An international team of researchers has detected and characterized an "unseen" exoplanet, simply by looking at its gravitational effects on the orbit of another exoplanet within the same system. While the technique has been used before to confirm the existence of certain exoplanets found using other methods, this is the first time it has been used to discover an exoplanet.

NASA's Kepler mission is currently looking at more than 15,000 stars, any of which could harbour their own planetary systems. Kepler looks for small dips in a star's brightness as a function of time – its light curve – that would occur when a planet crosses the face of the star in a "transit". It also looks for changes in the radial velocity of the star itself – the tiny shifts that occur because of the gravitational pull of a planet. In 2005 two different groups of researchers outlined a method that could help find exoplanets – especially very small ones – for which radial-velocity data are inconclusive and the transits of which are not visible from Kepler's vantage point. The method focuses on irregularities in the patterns and transit timings of known exoplanets – dubbed "transit-time variations".

Predicted twists

A lone exoplanet following a strict Keplerian orbit around its parent star would show an equally spaced and timed transit light curve that is periodic. Any variation in this could mean that the exoplanet is not alone – it may have a moon or there may be other unseen exoplanets in the system. Since the method was proposed, the Kepler team has used it to confirm its data in a number of systems where exoplanets did show their transits, rather than as a method to discover hidden exoplanets.

It is only now that an analysis of publicly available Kepler data has allowed David Nesvorny of Southwest Research Institute in Boulder, Colorado, and colleagues to successfully identify and characterize an exoplanet in a system previously thought to contain only one exoplanet. "We had been looking at hundreds of systems that could host possible exoplanets as identified by Kepler – each is known as a 'Kepler Object of Interest' [KOI] – and this one in particular seemed the best candidate as it showed a huge transit-time variation of almost two hours and was not periodic at all," explains Nesvorny. The team looked at the data from 15 transits of the known exoplanet-b that has an orbit of 33.6 days around its parent star – known as KOI-872 – and then ran complex computer simulations to allow for all possible solutions that could cause the variations.

Hidden effects

The researchers found that the best solution for the gravitational perturbations seen for exoplanet-b is the existence of another near-by exoplanet, exoplanet-c, that orbits the parent star every 57 days. According to Nesvorny, the data supporting the existence of exoplanet-c are "very convincing and have a statistical significance of better than 3σ". To put their findings to the test, the researchers have predicted the timing variations for numerous upcoming transits of exoplanet-b. Some of the data for this are already available to the Kepler team, while other data that be collected over the next three years. "The Kepler team can check for the predicted trend and they can even check for whatever faint radial-velocity data it can get for the effect of the other exoplanet in the system to test our predictions," says Nesvorny.

Unexpected addition

As it turns out, soon after the researchers predicted exoplanet-c, a third exoplanet – a super-Earth approximately 1.7 times the mass of the Earth and with a very short orbit of 6.8 days – was found in transit data from Kepler. So could it be that this third exoplanet has an equal or greater effect on exoplanet-b? "We did immediately test for that too, but our simulations showed that for a smallish exoplanet like the super-Earth, its gravitational effects would be in the order of minutes and not hours. Of course, there is a chance that the super-Earth is extremely dense or that exoplanet-c is extremely light, but the chances of that are slim. For the observed two-hour transit-time variation, the super-Earth would have to almost be as dense as a neutron star, which is not going to be the case," says Nesvorny. So the team is sticking to its original prediction for exoplanet-c.
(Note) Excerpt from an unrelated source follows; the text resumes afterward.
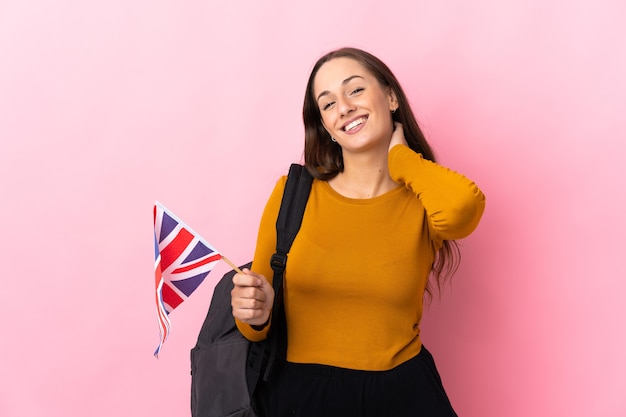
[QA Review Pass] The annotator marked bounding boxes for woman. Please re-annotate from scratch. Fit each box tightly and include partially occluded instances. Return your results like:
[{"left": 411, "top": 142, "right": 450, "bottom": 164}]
[{"left": 231, "top": 48, "right": 485, "bottom": 417}]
In the months to come, Nesvorny and the team will be looking at more data from the Kepler mission to prove their predictions. Nesvorny, who is also part of the Hunt for the Exomoons with Kepler (HEK) project, will be looking at data on transit-tiem variations to search for exomoons. "Exomoons are the next big thing, I feel," says Nesvorny. "They help determine the mass of an exoplanet and could be situated within the habitable zone of a star and be as interesting as their parent planets," he says.

The research will be published in Science.